Taylor Expansion for $g[f(x) + \epsilon \delta(x-x_0)]$

Question

From the book Quantum Field Theory for gifted amateur, pg. 13, eq. (1.13):

It seems that the author performed a Taylor expansion on $g[f(x)+\epsilon\delta(x-x_0)]$. I know how to do Taylor expansion for the usual $g(x) $ around $x=a$ and the composite function $g(f(x))$ around $x=a. $

But what does it mean to Taylor expand $g[f(x)+\epsilon\delta(x-x_0)]$? It looks like a completely different function to $g(f(x)). $

Answer 1

Lets forget the context of the question and just consider an arbitrary smooth real function $f(x)$

We can ask what $f(x+\epsilon y)$ would be where $\epsilon$ is a small constant and $y$ is an arbitrary constant if we recall the identity

$$ f(x+a) = \frac{1}{0!} f(x) + \frac{a}{1!} f'(x) + \frac{a^2}{2!} f''(x) + ... $$

This identity is not obvious if you have not derived it before: its derivation comes from looking at the taylor series center a $a$ for f(x). then apply the substution $x \rightarrow x + a$ (so in the series identity replace all x with x+a) comment if you want this shown more clearly:

Anyways our identity then says that:

$$ f(x+\epsilon y) = f(x) + \epsilon y f'(x)+ \frac{\epsilon^2 y^2}{2!} f''(x) + ... $$

Now the author of the book has a skipped a few steps but is basically a direct application of this identity.

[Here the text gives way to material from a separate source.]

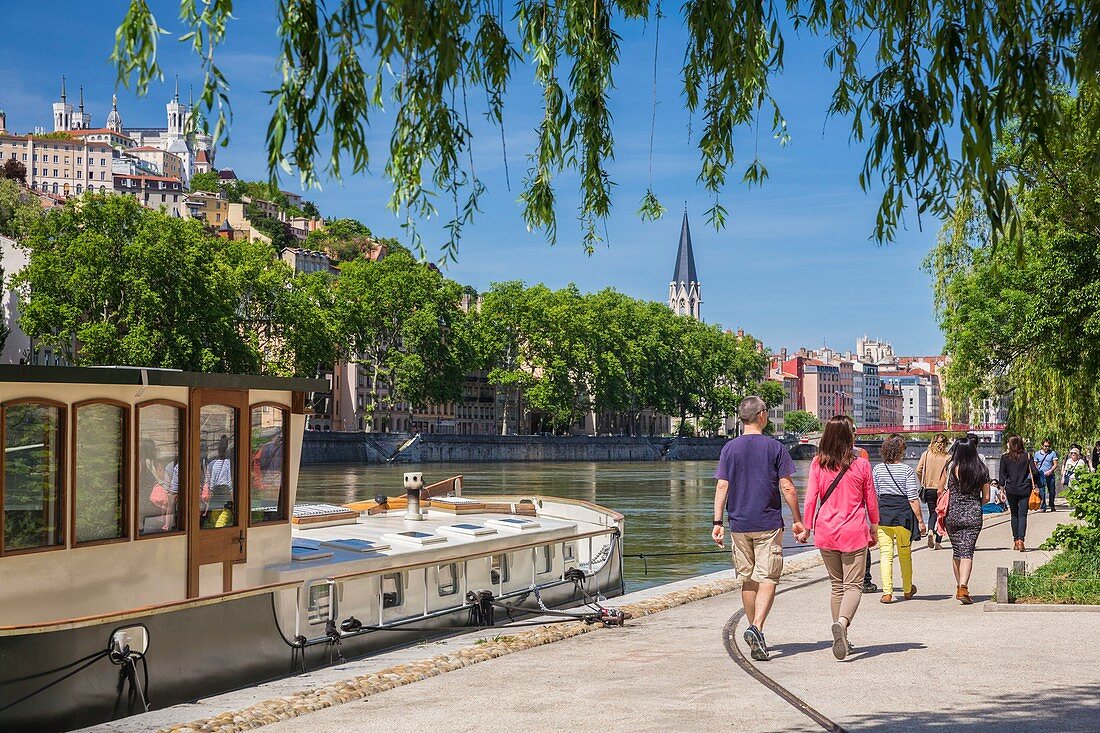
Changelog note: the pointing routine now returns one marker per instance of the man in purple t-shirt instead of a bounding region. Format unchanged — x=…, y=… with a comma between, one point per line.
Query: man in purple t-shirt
x=754, y=471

Spelling it out it should be the following

$$\lim_{\epsilon \rightarrow 0} \frac{1}{\epsilon} \left[ \int_{a}^{b} g[f(x) + \epsilon\delta(x-x_0)] dx - \int_{a}^{b} g[f(x)] dx \right] $$

$$\lim_{\epsilon \rightarrow 0} \frac{1}{\epsilon} \left[ \int_{a}^{b} \left[ g[f(x)] + \epsilon\delta(x-x_0)g'(f(x)) + \frac{\epsilon^2}{2!}\delta(x-x_0)^2g''(f(x)) + ... \right] dx - \int_{a}^{b} g[f(x)] dx \right] $$

Writing it as a sum:

$$\lim_{\epsilon \rightarrow 0} \frac{1}{\epsilon} \left[ \int_{a}^{b} \left[ g[f(x)] + \epsilon\delta(x-x_0)g'(f(x)) + \sum_{k=2}^{\infty} \frac{\epsilon^k}{k!}g^{(k)}[f] \right] dx - \int_{a}^{b} g[f(x)] dx \right] $$

Recall that Integral of a Sum is a Sum of Integrals:

$$\lim_{\epsilon \rightarrow 0} \frac{1}{\epsilon} \left[ \int_{a}^{b} \left[ g[f(x)] dx \right] + \int_{a}^{b} \epsilon\delta(x-x_0)g'(f(x)) dx + \int_{a}^{b} \sum_{k=2}^{\infty} \frac{\epsilon^k}{k!}g^{(k)}[f] dx - \int_{a}^{b} g[f(x)] dx \right] $$

Now its obvious that left most integral and right most integral cancel out leaving:

$$\lim_{\epsilon \rightarrow 0} \frac{1}{\epsilon} \left[ \int_{a}^{b} \epsilon\delta(x-x_0)g'(f(x)) dx + \int_{a}^{b} \sum_{k=2}^{\infty} \frac{\epsilon^k}{k!}g^{(k)}[f] \right] dx $$

Now we can divide through by $\epsilon$

$$\lim_{\epsilon \rightarrow 0} \frac{1}{\epsilon} \left[ \int_{a}^{b} \delta(x-x_0)g'(f(x)) dx + \int_{a}^{b} \sum_{k=2}^{\infty} \frac{\epsilon^{k-1}}{k!}g^{(k)}[f] dx \right] $$

Now here's the catch, everything in that infinite sum has an $\epsilon$ to a non zero power multiplied with it. So if $\epsilon \rightarrow 0$ then every part of that sum is also going straight to 0 too. So when we take this limit that entire sum gets killed and we are left with.

$$ \int_{a}^{b} \delta(x-x_0)g'(f(x)) dx $$

Which by definition of the delta function is equal to

$$ g'(f(x_0)) $$

Off Topic:

I think thats a really nice book and I've only read a chapter or two from it but have learned an enormous amount. I hope also to finish reading it one day.